Antefissa a testa di Acheloo, quartiere arcaico, Vigna Parrocchiale, Cerveteri, 530-520 a. C.
Tra le sale del museo non è difficile imbattersi nelle raffigurazioni di uno strano essere dalle fattezze di uomo, ma con corna e orecchie di toro: lo troviano, ad esempio, sulle antefisse che decoravano i tetti dei templi di Veio e Pyrgi, sul pendaglio di una collana della collezione Barberini, su un vaso configurato dalla stipe votiva del tempio della Mater Matuta di Satricum.
È il dio Acheloo, figlio di Oceano e di Teti, il lungo fiume dell’Etolia, padre di tutti i fiumi.
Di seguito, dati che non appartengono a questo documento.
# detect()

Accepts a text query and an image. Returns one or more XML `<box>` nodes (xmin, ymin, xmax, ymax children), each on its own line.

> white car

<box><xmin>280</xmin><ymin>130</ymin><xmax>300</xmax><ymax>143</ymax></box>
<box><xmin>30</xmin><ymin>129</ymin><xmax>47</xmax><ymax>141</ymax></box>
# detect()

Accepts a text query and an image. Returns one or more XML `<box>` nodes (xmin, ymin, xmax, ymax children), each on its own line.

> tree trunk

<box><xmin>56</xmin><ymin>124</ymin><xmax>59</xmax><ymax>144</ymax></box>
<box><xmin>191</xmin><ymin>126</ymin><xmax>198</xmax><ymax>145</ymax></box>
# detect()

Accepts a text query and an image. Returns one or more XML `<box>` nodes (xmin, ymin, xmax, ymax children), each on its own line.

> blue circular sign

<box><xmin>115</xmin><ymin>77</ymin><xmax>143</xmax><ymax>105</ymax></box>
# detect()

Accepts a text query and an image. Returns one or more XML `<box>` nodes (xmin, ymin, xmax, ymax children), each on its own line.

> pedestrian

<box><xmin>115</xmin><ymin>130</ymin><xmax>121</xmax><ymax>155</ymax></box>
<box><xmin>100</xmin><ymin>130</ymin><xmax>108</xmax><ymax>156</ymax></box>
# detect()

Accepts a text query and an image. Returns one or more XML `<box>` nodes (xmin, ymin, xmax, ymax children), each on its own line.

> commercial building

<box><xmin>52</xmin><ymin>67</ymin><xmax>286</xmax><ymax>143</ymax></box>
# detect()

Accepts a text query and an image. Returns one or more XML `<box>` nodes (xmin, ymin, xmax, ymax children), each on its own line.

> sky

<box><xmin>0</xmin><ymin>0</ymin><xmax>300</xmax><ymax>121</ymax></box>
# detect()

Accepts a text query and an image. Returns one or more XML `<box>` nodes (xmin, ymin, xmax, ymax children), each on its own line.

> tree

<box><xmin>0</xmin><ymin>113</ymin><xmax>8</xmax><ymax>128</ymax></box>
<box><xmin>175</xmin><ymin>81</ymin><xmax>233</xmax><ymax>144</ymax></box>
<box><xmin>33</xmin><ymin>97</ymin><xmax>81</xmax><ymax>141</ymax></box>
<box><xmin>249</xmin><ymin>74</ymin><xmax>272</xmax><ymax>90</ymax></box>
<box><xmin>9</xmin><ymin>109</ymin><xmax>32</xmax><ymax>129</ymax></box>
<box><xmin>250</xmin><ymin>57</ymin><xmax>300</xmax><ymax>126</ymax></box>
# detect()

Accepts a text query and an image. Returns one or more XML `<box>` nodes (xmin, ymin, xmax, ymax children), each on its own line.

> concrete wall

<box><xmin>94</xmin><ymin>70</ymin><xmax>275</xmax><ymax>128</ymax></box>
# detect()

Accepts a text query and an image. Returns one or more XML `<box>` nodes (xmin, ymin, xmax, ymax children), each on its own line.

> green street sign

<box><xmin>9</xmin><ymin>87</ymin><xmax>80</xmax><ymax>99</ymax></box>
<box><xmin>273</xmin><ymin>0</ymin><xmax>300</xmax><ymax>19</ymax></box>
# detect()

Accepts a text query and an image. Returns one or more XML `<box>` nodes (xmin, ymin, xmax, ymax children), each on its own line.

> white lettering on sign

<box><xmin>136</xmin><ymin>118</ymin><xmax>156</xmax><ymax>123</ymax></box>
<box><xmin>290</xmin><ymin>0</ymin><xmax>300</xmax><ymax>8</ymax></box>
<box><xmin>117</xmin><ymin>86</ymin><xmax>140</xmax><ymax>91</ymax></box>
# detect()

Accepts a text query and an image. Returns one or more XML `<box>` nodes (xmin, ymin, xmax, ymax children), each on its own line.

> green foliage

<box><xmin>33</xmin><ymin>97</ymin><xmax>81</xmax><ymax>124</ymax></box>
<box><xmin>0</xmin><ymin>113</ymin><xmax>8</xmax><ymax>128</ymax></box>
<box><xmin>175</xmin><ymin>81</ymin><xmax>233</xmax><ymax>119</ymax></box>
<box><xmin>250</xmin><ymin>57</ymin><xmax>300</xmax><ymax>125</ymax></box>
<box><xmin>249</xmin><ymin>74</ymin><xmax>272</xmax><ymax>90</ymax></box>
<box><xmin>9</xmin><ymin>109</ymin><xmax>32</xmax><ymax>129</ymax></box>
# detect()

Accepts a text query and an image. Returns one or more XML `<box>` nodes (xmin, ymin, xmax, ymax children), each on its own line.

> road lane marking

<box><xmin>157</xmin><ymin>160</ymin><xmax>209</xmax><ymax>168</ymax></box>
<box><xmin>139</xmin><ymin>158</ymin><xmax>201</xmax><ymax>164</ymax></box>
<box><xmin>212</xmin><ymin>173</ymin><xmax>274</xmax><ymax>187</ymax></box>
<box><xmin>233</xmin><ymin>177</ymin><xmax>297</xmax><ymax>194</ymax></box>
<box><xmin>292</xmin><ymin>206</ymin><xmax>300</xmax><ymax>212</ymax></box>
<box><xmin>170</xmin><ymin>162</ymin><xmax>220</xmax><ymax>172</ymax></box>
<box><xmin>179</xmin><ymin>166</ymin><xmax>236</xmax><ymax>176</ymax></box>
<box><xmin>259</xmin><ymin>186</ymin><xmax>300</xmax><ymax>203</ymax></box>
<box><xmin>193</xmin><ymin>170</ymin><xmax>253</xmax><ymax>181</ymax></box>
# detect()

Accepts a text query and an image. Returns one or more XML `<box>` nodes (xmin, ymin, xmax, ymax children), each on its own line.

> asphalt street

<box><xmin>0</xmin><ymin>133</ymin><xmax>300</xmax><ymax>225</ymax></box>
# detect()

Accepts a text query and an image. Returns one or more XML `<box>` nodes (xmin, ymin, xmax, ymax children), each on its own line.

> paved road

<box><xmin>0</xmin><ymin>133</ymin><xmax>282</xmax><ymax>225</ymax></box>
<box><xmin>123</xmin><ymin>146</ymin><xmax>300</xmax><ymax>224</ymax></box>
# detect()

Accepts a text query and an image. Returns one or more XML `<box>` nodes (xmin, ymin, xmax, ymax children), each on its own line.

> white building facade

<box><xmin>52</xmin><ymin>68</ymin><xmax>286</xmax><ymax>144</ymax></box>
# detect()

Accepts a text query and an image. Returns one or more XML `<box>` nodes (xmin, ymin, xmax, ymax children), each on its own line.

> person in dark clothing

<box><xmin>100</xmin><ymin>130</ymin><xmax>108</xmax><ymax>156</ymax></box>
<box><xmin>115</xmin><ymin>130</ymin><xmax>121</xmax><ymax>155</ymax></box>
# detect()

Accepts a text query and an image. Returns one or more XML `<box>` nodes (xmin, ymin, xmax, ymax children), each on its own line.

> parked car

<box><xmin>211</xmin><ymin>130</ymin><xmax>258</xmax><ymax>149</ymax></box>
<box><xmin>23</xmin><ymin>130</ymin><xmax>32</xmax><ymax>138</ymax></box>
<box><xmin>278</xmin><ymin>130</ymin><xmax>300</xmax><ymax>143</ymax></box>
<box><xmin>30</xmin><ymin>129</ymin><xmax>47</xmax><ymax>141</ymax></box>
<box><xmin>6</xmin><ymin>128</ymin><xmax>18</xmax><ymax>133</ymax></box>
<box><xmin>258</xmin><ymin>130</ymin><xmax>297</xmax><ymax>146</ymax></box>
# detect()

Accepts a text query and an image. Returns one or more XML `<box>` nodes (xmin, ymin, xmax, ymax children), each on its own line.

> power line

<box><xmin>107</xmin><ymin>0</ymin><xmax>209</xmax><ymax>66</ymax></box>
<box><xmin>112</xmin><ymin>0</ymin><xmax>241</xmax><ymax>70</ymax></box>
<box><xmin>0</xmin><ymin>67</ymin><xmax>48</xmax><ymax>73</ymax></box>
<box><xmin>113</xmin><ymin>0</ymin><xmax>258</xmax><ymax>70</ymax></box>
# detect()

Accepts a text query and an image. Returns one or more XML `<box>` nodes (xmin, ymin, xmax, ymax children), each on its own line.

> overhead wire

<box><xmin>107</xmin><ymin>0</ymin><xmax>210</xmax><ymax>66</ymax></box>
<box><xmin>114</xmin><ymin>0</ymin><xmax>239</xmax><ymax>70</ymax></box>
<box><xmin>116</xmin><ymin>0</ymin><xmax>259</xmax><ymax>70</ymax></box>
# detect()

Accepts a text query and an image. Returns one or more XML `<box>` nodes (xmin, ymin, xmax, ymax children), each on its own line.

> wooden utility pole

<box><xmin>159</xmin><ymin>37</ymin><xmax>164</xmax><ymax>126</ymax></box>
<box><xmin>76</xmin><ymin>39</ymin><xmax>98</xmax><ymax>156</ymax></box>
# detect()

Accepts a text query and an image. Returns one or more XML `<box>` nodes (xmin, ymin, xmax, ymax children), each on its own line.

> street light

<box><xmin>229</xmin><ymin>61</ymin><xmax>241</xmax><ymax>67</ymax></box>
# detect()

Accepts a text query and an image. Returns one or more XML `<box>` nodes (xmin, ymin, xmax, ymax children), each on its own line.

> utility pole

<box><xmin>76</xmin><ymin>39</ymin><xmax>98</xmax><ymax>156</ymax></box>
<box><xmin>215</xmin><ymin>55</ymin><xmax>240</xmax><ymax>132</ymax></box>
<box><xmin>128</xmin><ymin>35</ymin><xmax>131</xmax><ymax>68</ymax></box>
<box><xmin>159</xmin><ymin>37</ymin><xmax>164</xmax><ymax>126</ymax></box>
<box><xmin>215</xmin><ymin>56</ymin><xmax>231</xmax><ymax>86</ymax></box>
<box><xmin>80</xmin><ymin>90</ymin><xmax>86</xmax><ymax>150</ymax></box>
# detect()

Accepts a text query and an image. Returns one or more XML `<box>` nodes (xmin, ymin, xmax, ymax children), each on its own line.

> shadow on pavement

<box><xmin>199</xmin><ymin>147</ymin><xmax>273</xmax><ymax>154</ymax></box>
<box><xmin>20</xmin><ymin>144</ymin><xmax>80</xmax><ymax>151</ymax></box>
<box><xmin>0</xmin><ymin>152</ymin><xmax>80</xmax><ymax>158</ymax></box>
Gli antichi lo mettevano in relazione non solo con le acque correnti e la loro irrigimentazione, ma anche con il mondo degli Inferi.
La sua è una storia di metamorfosi legata allo scorrere dei rivi, ora capaci di scivolare sinuosi e silenziosi come serpenti tra il verde del bosco, ora di rovinare impetuosi e violenti come tori inferociti (Ovidio, Metamorfosi, IX, v. 63: longum formatus in anguem; vv. 80-81: tauri forma trucis).